すごーく臭い、生臭い、魚屋の匂いと、糞尿がまざったようなひっどい匂いでした。
 仕方ないので、まずいと思ったけど、

「 ・・・うんこ・・・?の・・・。」

と答えたら、面接官の顔が一気に赤くなって、次の瞬間、私の上でビンをさかさまに。
冷たい感触が一気に背中をつたりました。
 かけられたのはただの透明な水、でも凄く臭い。
面接官は口々に、

「 信じられん!」
「 なんていやな子だ!」

と言い始めて、当時の私にはわからないような言葉も使って色々言ってたようですが、私には意味はわからなかった。
 ただひたすら怖くて、あんな普通に静かだった面接官達が大声で自分のことを罵倒してる。
しかも自分はびしょぬれ。
んでもって、とっても臭い!
 面接官達は散々私のことを悪く言った後、また冷静になっててコホンと咳払いをしてから、母に、

「 残念ですが、○○さんは私たちの幼稚園には入れません。」

と言った。
そこで私は、やっとここが幼稚園だったのかとわかる。
 顔はみなかったけど、母の声色はこわばっていて、

「 あ・・あの!でも!
こんな内容なんて書いてませんでしたよ!
どうしてですか! どうして教えてくれなかったなんですか! 
そしたら準備したのに!」

みたいなことを言っていました。
 最後はドアがノックされ、

「 お時間です。」

と言われて、強制退場しました。
 玄関まで出ると、外は小雨からどしゃぶりになってた。
母が私にやっと話しかけました。

「 ○○ちゃん。」
「 お母さんごめんなさい、あのね。」
「 ○○ちゃん。」
「 なに?」
「 臭いわ。」
「 ・・・。」
「 よかったわね、雨が降ってるから洗いなさい。」
「 うん。」

私は母に無理矢理出される前に外に出て、雨にうたれながら、そのにおいを消そうと必死にごしごし洗ったりしてた。

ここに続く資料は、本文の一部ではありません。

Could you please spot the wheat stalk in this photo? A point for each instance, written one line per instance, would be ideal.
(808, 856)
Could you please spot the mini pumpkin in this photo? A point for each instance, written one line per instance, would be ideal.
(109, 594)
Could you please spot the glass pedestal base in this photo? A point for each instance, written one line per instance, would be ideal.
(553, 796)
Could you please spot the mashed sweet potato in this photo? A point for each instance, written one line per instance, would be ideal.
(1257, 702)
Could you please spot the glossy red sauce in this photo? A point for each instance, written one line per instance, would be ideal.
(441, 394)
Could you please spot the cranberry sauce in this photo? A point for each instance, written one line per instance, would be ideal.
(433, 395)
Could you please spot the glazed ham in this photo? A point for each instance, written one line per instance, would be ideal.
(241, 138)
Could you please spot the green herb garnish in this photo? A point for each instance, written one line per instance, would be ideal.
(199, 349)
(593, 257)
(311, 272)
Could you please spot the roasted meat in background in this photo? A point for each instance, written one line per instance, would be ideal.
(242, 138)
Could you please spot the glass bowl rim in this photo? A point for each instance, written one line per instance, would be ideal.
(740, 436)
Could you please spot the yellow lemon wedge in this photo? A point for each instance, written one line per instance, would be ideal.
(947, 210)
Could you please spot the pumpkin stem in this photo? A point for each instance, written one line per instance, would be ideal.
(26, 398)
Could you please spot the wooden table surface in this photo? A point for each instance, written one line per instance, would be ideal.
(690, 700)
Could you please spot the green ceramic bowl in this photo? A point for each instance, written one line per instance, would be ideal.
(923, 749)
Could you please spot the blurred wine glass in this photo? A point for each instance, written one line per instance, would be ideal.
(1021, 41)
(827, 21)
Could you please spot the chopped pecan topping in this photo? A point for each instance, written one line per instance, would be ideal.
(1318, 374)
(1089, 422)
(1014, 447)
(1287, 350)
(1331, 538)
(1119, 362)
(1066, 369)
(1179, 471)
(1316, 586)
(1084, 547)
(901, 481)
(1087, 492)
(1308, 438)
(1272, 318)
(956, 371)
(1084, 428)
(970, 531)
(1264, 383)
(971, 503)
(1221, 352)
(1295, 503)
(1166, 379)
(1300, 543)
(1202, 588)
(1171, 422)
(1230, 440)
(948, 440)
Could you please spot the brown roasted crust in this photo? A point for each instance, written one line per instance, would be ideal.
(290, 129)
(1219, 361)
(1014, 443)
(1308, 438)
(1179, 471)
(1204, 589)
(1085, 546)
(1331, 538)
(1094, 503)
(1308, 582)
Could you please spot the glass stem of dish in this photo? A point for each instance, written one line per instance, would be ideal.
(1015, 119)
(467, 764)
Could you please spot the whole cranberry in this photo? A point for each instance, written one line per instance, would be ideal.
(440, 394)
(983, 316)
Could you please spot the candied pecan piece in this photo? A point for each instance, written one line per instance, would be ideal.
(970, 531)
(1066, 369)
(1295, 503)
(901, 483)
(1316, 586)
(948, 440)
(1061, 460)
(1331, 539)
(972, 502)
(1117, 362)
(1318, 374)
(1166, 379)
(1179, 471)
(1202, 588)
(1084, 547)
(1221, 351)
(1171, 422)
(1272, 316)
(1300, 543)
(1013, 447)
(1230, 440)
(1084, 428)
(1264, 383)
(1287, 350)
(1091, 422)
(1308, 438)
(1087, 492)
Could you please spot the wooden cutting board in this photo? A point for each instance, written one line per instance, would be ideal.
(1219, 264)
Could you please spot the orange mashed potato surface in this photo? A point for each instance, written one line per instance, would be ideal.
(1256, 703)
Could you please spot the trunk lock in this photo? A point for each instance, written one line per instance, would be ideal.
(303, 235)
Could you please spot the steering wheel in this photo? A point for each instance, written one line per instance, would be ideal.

“ お母さん、私ができなかったから泣いちゃうかも・・・。”

と思って、洗うそぶりを見せながら母の方をチラッとみたら、母は泣いてなかった。
ただ私の方を睨んでただけ。
 私は次の日、案の定風邪を引きました。
その面接のことを母は父に言わなかったので、私も父にはその変な面接のことは言いませんでした。
 もうこれは何十年も前の話です。
たまにふと思い出して、母に、

「 あれはなんのお受験だったの?」

と聞いたりもしますが、母は、

「 そんなの覚えてない。」

の一点張り。
多分嘘ついてます。
 私の被害妄想かもしれませんが、母は私をどっかの宗教の幼稚園の中にいれようとしていた。
それで、私が邪魔だったから、そこにいれて全て任せるつもりだったんでしょう。
しかも、父に内緒で、先に幼稚園にいれさせるつもりだった。
 間違って入ってしまわなくて本当によかったです。
そしたらどんなことになっていたか・・・。
というか、あの面接でどんな受け答えをしてたら、入学できるんだろうか、謎が残っています。